If the surface area of a cube is increasing at a rate of 3.6 cm$$^2$$/sec, retaining its shape; then the rate of change of its volume (in cm$$^3$$/sec), when the length of a side of the cube is 10 cm, is:

We consider a cube whose edge length (side) at any instant is denoted by $$a \;{\rm cm}$$. Two basic geometrical relations for a cube are needed.
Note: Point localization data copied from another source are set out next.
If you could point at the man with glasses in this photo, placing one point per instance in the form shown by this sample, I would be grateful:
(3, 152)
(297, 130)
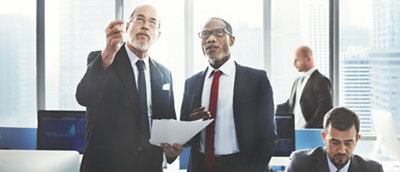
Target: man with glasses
(123, 89)
(238, 98)
(340, 135)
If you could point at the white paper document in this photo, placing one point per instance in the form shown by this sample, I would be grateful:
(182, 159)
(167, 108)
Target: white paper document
(173, 131)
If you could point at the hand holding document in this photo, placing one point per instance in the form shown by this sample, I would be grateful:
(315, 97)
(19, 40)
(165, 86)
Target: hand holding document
(173, 131)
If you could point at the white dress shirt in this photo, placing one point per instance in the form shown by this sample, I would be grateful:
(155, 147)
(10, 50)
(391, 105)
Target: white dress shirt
(332, 168)
(300, 121)
(133, 58)
(225, 140)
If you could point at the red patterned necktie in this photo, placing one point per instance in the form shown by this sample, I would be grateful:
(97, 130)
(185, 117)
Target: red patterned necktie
(210, 131)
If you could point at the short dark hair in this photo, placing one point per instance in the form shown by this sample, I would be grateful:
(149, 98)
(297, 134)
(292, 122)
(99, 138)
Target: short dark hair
(305, 50)
(228, 26)
(342, 119)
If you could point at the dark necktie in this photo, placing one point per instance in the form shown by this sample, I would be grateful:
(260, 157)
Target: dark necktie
(144, 117)
(210, 131)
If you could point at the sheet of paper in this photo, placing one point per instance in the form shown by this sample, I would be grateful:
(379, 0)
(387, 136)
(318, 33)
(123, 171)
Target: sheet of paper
(173, 131)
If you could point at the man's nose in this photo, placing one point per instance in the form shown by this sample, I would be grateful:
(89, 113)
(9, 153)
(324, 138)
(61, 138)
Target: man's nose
(211, 38)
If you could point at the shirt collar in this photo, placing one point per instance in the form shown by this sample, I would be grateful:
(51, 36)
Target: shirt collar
(309, 72)
(227, 68)
(134, 58)
(332, 168)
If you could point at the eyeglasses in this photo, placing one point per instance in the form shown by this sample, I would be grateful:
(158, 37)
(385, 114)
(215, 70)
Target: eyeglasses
(216, 32)
(142, 20)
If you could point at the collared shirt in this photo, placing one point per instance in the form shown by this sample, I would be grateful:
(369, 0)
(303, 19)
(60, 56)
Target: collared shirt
(225, 141)
(300, 121)
(133, 58)
(332, 168)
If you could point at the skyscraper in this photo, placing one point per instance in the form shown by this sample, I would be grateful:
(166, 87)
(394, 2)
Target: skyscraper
(385, 57)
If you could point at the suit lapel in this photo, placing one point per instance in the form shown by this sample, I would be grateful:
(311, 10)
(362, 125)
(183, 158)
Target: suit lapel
(124, 70)
(321, 161)
(239, 83)
(353, 165)
(309, 82)
(292, 99)
(156, 78)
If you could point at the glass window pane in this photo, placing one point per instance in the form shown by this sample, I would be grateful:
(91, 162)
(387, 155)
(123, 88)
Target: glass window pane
(303, 22)
(18, 64)
(370, 59)
(73, 29)
(246, 21)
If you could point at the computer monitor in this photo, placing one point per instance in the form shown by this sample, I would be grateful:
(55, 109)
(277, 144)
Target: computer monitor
(285, 142)
(387, 141)
(61, 130)
(39, 161)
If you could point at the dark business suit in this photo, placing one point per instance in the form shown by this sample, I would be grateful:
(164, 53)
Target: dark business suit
(315, 101)
(315, 160)
(253, 115)
(113, 115)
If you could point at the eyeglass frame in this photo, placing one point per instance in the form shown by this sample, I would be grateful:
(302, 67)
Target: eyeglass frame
(145, 21)
(213, 33)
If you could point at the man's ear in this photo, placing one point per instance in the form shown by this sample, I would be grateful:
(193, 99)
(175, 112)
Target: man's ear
(231, 41)
(127, 26)
(158, 35)
(358, 137)
(323, 136)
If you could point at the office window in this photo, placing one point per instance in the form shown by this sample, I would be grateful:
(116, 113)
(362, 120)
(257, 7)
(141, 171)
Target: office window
(18, 64)
(246, 19)
(169, 49)
(369, 40)
(295, 23)
(73, 29)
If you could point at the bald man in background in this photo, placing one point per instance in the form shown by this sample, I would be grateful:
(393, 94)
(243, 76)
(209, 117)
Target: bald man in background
(123, 90)
(311, 95)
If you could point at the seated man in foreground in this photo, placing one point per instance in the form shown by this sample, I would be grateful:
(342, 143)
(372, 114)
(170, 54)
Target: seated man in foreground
(340, 135)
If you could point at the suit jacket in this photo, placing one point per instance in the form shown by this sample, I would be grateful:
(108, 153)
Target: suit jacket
(113, 115)
(315, 101)
(316, 160)
(253, 114)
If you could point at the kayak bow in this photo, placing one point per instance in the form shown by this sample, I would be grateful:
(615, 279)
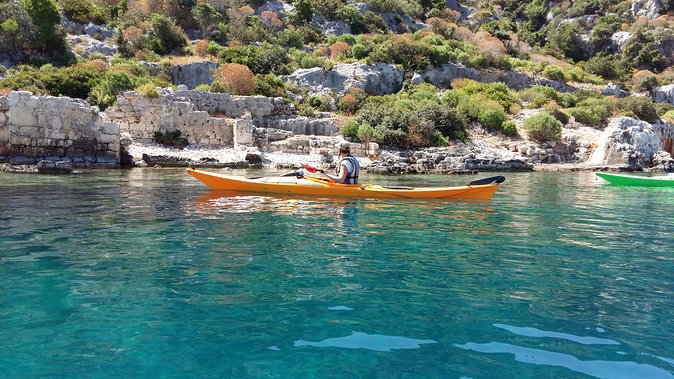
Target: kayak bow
(633, 180)
(322, 187)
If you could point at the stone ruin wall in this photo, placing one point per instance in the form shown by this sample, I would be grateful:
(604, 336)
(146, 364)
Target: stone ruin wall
(666, 133)
(57, 128)
(209, 118)
(4, 128)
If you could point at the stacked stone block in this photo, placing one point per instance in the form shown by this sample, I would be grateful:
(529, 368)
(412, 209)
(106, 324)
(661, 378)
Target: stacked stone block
(60, 128)
(4, 128)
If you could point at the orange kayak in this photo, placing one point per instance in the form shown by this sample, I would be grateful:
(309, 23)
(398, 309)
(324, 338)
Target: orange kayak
(311, 186)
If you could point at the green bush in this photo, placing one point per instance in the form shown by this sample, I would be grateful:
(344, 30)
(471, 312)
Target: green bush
(83, 11)
(641, 106)
(352, 100)
(269, 85)
(603, 65)
(203, 87)
(46, 17)
(104, 94)
(510, 128)
(214, 49)
(558, 114)
(543, 127)
(407, 122)
(167, 36)
(351, 129)
(538, 96)
(669, 116)
(260, 59)
(662, 108)
(147, 90)
(585, 115)
(171, 138)
(645, 84)
(366, 133)
(554, 73)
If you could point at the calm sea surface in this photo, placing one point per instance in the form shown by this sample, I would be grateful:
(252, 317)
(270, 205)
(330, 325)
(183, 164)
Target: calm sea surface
(146, 273)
First, the surface area $$S$$ of a cube is given by the formula

$$S \;=\; 6a^{2}.$$

Second, the volume $$V$$ of a cube is given by the formula

$$V \;=\; a^{3}.$$

Both $$S$$ and $$V$$ are changing with time because the edge length $$a$$ itself is changing with time. Let $$\dfrac{dS}{dt}$$ and $$\dfrac{dV}{dt}$$ denote their respective rates of change, and let $$\dfrac{da}{dt}$$ be the rate at which the edge length changes.

We are told that the surface area is increasing at a constant rate of $$3.6\;{\rm cm^{2}/s}$$, so

$$\dfrac{dS}{dt} \;=\; 3.6.$$

Our target is $$\dfrac{dV}{dt}$$ when $$a = 10\;{\rm cm}$$.

We begin by differentiating the surface‐area formula with respect to time $$t$$. Since $$S = 6a^{2}$$, we have

$$\frac{dS}{dt} \;=\; \frac{d}{dt}\bigl(6a^{2}\bigr) \;=\; 6 \cdot 2a \cdot \frac{da}{dt} \;=\; 12a\,\frac{da}{dt}.$$

Now we solve this relation for $$\dfrac{da}{dt}$$:

$$\frac{da}{dt} \;=\; \frac{1}{12a}\,\frac{dS}{dt}.$$

Substituting the given value $$\dfrac{dS}{dt}=3.6$$ and the specific edge length $$a = 10$$, we obtain

$$\frac{da}{dt} \;=\; \frac{1}{12 \times 10}\,(3.6) \;=\; \frac{3.6}{120} \;=\; 0.03\;{\rm cm/s}.$$

Next, we differentiate the volume formula. From $$V = a^{3}$$,

$$\frac{dV}{dt} \;=\; \frac{d}{dt}\bigl(a^{3}\bigr) \;=\; 3a^{2}\,\frac{da}{dt}.$$

We already know $$a = 10$$ and $$\dfrac{da}{dt} = 0.03$$, so substitute these values:

$$\frac{dV}{dt} \;=\; 3 \times (10)^{2} \times 0.03 \;=\; 3 \times 100 \times 0.03 \;=\; 300 \times 0.03 \;=\; 9\;{\rm cm^{3}/s}.$$

Therefore, the volume of the cube is increasing at the rate of $$9\;{\rm cm^{3}/s}$$ when the edge length is $$10\;{\rm cm}$$.

Hence, the correct answer is Option D.